All of Hawaii’s airports enjoy a spectacular physical location. But that’s where it all ends! The terminals, and basic infrastructure are beyond needing repair.
LIH wasn’t mentioned in this particular article, but I know BOH editors are very familiar with it. I remember my first flight to LIH from HNL in 1965. Back then the terminal was basically an A-frame stucco building with a “red dirt” colored shingle roof and a chain link fence. Quite frankly today the terminal at LIH is basically just a larger and a bit more modern version of the same! The only good thing about LIH airport is the spectacular approach over the Nawiliwili Harbor and Kalapaki Beach! Oh, it’s also fun to be greeted by Kauai’s now famous wild chickens upon arrival. JFK, LAX, SFO, DFW, etc, etc, will never be able to top that!
We just flew out of OGG yesterday. We have TSA pre-check and the lines still seemed to take forever to get through. This airport is terrible. And why is everyone who works there so unpleasant? If you hate people, you need to find another line of work.
I disagree. I live on Maui and use OGG frequently. It has one of the smoothest flows through TSA checkpoints in the country, and I travel all over the mainland. You have fallen victim to the trap of judging an entire process based on a single experience. That’s not good judgment.
i consider HNL to be the worst airport i have ever used to change planes at especially to interisland
I’ve been flying to Hawaii for 35 years and don’t expect anything to change in my lifetime. Does anyone know where fees and taxes and federal grants really go? Certainly not in infrastructure. And as always–Always–in Hawaii, there is a woeful lack of planning and foresight. I just flew in and out of OGG for about the 100th time. Other than the new rental car location, has anything really been done to improve and “modernize” the airport? Going through TSA security lines, I turned to my companion and said that I was suddenly reminded of third world airports I’ve been in. Is it graft, corruption or just incompetence and indifference by one local and state administration after another. It must be part of the aloha spirit to just not care as long as the trade winds blow and the fishing is good.
Everywhere in Hawaii suffers from low expectations when it comes to anything that involves the government. No one expects that the government will make anything better, whether it affordable housing, airports, roads, the multi-billion dollar rapid transit boondoggle, the schools, building permits, the economy or anything else.

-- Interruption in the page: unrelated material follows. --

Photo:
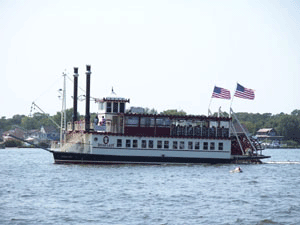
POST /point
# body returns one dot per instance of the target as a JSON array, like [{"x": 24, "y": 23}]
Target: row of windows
[{"x": 173, "y": 145}]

We keep electing the same people who appoint their pals, or the former politicians to boards and commissions that do nothing except pay salaries to the board and commission members.

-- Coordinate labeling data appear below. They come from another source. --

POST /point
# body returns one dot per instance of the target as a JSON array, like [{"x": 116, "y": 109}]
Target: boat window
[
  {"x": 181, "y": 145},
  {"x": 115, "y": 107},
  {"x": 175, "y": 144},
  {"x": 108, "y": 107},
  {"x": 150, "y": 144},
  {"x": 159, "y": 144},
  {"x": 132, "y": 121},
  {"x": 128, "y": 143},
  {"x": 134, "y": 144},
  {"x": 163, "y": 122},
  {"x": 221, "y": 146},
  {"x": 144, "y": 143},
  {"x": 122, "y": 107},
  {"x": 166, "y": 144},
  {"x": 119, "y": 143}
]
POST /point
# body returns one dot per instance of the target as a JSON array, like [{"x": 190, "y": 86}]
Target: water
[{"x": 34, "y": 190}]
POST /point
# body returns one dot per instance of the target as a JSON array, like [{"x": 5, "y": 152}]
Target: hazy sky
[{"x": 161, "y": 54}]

drive from airport to Waikiki through rather ugly industrial area. not a good first impression of tropical paradise.
But that’s just the thing: Honolulu is not a tropical paradise. It’s a modern American city in a tropical location. You have fallen victim to all of the hype from multinational tourist corporations that sell Hawaii as a “tropical paradise.” It isn’t. No different than Los Angeles or Miami or Houston. Lots of people living their lives and working. I think you may want to go to Fiji or some Third World country where tourism is the only option. There you might not see an industrial area. But you might also have water rationing and sporadic electrical services and poor healthcare.
With the growing prevalence of late departures, there are now more over night layovers, but unless you can access an airline lounge there is not really any place to sleep at HNL.